Meisjes beschikken gemiddeld vroeger over stabielere executieve functies, wat hen een structureel voordeel geeft in een schoolsysteem dat sterk leunt op planning, zelfdiscipline, langdurige aandacht en gedragsregulatie. Jongens daarentegen komen pas later in een fase waarin deze functies voldoende ontwikkeld zijn, terwijl hun testosteronpiek juist hun neiging tot competitie, statusverwerving en exploratiegedrag vroeger versterkt. Ze bereiken een volgroeide frontale kwab gemiddeld 1 à 2 jaar later dan meisjes. Het resultaat is dat hun natuurlijke gedragsstijl slechter aansluit op de eisen van klassikaal onderwijs.

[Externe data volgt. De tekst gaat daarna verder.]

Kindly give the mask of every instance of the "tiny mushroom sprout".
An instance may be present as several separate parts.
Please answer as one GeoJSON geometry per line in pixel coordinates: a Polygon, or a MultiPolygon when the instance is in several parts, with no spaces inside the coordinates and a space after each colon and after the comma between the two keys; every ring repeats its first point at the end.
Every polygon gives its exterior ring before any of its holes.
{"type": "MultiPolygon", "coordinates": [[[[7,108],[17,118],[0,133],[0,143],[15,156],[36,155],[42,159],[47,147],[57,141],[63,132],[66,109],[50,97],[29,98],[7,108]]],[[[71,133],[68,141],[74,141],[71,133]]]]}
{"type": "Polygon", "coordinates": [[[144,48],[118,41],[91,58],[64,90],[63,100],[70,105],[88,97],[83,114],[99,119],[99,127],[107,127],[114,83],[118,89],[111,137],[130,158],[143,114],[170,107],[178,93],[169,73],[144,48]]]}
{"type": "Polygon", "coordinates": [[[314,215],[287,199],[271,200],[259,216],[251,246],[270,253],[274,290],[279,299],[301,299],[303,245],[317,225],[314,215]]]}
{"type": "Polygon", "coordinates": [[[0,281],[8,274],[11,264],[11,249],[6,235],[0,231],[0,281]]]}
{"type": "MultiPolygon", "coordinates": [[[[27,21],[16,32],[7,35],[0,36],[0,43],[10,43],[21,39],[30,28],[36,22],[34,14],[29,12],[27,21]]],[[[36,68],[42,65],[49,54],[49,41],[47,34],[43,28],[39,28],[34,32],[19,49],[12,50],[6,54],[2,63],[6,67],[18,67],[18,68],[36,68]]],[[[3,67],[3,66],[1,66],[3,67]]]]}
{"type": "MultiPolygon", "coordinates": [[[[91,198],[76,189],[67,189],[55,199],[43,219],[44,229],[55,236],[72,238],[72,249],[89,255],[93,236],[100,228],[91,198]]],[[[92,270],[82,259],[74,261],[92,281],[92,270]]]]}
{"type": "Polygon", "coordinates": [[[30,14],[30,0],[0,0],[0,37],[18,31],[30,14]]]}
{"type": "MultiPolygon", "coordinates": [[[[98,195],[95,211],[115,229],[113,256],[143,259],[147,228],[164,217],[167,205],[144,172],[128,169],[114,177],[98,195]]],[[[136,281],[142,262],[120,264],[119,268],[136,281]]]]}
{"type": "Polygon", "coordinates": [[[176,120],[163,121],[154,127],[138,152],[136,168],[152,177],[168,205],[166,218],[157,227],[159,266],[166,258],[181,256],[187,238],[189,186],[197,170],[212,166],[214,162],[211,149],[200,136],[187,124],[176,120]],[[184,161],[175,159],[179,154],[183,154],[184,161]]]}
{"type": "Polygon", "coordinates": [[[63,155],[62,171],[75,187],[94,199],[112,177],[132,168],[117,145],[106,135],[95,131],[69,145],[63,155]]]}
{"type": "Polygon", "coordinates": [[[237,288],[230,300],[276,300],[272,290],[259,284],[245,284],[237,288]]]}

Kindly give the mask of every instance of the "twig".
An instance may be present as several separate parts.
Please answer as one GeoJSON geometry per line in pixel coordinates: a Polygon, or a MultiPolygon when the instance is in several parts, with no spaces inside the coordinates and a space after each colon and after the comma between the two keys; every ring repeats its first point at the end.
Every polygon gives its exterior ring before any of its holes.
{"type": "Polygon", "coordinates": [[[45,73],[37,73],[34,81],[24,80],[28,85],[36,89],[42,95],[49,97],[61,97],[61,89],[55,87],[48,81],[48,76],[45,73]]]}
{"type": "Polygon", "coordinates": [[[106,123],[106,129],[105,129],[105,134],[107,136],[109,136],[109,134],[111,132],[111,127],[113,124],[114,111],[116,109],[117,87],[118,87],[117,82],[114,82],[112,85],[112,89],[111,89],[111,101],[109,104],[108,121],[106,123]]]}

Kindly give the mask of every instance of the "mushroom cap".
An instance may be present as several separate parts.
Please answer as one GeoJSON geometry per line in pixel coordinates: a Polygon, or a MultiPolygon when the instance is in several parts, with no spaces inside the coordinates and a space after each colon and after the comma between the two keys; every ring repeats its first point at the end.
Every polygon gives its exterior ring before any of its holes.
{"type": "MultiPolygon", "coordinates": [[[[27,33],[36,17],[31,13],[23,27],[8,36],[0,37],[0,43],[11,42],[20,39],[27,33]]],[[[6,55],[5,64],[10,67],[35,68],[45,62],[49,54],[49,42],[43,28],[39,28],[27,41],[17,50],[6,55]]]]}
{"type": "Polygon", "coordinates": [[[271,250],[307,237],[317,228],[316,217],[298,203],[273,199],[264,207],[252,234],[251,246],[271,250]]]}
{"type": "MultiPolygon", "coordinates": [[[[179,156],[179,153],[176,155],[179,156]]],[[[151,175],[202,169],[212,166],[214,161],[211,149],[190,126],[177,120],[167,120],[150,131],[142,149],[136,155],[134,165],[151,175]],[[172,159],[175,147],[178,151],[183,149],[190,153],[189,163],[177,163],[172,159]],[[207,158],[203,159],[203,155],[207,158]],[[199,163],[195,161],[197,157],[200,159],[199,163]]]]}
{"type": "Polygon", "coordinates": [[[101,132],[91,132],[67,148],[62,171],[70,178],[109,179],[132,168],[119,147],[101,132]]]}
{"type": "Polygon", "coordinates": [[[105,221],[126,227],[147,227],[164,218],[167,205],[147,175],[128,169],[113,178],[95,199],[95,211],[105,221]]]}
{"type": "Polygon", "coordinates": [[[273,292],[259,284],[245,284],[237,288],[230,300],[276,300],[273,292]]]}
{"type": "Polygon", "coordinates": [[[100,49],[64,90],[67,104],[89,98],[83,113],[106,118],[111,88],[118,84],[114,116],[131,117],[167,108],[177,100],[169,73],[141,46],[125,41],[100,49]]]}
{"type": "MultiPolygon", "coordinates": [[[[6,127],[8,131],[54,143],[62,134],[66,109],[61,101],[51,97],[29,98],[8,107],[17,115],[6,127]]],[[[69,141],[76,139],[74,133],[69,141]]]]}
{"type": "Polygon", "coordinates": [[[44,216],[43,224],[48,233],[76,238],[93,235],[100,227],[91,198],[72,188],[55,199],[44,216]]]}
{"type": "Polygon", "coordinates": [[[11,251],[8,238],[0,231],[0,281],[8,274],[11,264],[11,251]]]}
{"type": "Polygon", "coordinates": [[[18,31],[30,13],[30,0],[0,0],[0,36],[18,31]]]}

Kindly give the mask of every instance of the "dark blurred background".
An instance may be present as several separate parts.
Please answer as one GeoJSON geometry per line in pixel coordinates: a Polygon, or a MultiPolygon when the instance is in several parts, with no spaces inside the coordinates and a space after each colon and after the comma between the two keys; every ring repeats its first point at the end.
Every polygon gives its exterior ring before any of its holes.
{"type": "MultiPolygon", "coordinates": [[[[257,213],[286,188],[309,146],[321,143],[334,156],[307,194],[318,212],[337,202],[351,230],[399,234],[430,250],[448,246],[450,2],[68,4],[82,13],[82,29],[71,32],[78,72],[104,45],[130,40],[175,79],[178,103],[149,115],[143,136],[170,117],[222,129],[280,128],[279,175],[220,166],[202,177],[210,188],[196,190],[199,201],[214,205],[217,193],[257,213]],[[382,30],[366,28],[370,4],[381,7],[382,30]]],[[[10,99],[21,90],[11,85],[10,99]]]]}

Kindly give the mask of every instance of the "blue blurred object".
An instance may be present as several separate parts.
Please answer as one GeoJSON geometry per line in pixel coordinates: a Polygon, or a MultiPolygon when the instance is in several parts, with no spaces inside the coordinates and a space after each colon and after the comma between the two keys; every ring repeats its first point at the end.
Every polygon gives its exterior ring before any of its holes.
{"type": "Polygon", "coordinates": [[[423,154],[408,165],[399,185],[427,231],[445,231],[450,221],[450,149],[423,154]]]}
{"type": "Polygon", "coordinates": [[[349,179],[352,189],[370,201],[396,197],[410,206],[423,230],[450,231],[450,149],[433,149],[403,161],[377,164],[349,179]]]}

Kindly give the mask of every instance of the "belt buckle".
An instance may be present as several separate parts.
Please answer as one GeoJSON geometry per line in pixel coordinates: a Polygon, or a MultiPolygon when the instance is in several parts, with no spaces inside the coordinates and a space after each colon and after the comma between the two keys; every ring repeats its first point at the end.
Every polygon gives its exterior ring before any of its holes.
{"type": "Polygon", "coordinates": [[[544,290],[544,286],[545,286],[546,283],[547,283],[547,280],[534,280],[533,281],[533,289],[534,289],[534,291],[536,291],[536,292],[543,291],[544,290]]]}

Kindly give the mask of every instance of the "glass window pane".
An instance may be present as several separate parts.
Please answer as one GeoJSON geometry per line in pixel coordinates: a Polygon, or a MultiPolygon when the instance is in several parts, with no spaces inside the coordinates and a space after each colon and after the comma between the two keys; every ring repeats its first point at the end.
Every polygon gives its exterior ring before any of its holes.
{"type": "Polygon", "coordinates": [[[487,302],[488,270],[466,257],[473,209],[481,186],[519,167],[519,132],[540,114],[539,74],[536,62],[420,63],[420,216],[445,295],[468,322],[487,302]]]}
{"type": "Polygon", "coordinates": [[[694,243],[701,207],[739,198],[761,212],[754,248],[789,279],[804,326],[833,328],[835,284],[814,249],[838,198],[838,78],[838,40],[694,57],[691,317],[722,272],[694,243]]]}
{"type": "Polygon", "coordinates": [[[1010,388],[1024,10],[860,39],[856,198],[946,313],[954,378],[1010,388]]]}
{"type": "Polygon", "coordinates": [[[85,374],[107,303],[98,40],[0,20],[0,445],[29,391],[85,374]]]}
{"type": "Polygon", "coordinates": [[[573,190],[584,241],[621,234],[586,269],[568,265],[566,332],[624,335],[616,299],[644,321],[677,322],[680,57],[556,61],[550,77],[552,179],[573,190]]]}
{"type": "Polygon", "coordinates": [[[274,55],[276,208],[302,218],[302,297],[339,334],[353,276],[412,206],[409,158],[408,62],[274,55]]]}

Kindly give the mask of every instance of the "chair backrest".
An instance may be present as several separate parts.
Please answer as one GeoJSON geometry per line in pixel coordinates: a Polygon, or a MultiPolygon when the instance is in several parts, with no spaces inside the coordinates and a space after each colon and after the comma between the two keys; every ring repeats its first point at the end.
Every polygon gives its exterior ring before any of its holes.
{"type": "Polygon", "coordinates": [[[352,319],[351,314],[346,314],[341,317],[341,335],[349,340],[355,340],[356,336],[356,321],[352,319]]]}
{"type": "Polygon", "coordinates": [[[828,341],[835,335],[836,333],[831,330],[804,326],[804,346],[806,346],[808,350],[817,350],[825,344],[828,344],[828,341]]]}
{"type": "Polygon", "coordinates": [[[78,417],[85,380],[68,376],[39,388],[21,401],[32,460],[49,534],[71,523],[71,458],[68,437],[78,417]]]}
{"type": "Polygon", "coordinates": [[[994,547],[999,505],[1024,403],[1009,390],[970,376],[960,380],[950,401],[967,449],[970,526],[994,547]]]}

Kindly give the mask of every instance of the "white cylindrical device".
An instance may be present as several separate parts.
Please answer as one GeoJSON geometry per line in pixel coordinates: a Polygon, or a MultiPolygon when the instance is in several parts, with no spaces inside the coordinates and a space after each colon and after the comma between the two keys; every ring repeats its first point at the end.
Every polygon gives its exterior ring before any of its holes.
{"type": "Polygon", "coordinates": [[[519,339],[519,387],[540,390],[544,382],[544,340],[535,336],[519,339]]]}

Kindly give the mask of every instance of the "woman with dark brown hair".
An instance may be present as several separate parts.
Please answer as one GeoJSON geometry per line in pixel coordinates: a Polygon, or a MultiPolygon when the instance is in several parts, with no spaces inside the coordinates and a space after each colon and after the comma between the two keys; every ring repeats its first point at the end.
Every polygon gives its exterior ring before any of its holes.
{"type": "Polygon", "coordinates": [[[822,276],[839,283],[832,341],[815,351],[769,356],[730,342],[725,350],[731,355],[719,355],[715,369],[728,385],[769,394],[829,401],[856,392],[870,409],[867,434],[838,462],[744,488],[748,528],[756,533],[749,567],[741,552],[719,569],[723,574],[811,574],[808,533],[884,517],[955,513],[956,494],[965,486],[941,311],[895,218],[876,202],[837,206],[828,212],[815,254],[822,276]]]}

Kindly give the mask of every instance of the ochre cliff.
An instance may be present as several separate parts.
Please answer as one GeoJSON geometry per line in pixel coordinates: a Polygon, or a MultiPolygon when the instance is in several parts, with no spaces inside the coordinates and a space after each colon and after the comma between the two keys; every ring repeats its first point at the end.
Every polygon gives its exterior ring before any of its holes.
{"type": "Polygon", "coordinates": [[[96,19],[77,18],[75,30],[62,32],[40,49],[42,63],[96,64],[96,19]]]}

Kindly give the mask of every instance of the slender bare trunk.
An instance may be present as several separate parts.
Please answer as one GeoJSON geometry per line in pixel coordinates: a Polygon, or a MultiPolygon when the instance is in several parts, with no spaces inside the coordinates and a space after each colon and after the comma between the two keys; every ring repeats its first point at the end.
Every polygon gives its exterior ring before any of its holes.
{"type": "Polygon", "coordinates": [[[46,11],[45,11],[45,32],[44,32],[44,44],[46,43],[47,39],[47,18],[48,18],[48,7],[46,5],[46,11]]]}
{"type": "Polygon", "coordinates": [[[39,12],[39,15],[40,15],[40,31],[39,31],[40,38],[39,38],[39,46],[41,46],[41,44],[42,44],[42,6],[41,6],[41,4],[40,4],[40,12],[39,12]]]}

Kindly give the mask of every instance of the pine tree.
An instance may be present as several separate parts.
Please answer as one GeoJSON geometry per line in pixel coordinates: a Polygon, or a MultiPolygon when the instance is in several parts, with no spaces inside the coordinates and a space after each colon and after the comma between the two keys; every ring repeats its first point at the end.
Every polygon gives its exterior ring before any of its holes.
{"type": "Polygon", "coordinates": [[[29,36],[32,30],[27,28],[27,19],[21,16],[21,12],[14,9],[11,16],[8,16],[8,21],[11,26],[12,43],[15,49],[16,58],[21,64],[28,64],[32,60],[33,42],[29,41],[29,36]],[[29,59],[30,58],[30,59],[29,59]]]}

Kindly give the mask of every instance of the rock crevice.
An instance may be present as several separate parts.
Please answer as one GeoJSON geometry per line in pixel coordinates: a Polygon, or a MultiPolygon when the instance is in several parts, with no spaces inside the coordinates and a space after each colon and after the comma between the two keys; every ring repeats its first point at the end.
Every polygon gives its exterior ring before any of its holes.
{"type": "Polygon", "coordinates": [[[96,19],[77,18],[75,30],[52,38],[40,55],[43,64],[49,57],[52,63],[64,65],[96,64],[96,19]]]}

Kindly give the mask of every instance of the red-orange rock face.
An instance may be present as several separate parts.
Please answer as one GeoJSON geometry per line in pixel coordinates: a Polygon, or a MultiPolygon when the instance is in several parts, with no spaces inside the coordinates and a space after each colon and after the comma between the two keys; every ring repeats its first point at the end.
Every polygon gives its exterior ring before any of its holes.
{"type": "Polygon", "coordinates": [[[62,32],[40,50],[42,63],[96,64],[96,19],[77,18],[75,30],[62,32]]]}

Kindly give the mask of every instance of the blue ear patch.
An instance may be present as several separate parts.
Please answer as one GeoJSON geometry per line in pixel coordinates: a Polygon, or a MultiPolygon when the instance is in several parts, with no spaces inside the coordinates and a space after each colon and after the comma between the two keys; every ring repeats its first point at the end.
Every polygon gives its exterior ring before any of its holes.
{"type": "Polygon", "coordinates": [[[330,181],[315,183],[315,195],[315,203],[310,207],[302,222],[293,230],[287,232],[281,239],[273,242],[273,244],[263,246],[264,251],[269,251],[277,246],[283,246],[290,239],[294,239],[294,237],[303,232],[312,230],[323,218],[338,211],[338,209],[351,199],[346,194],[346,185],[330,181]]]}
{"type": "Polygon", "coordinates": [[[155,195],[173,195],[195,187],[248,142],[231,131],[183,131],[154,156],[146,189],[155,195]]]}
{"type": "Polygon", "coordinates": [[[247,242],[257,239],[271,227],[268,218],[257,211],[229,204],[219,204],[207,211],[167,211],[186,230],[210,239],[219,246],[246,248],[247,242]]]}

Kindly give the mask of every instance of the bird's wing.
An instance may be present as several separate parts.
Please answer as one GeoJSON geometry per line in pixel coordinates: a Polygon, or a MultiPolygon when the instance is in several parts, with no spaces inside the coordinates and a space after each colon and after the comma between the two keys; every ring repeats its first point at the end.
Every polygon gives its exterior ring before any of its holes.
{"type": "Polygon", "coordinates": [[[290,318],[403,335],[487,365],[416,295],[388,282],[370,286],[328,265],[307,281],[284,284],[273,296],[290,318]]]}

_Mannelijke competitie in moderne contexten en de onderwijsmismatch
Het hedendaagse onderwijsmodel beloont vooral eigenschappen waarin meisjes gemiddeld vroeger rijpen: taligheid, langdurige aandacht, sociale afstemming, conflictvermijding, goede planning en gedragsregulatie. Hierdoor ontstaat een structurele mismatch tussen wat het onderwijs vraagt en wat jongens gemiddeld spontaner aanbieden.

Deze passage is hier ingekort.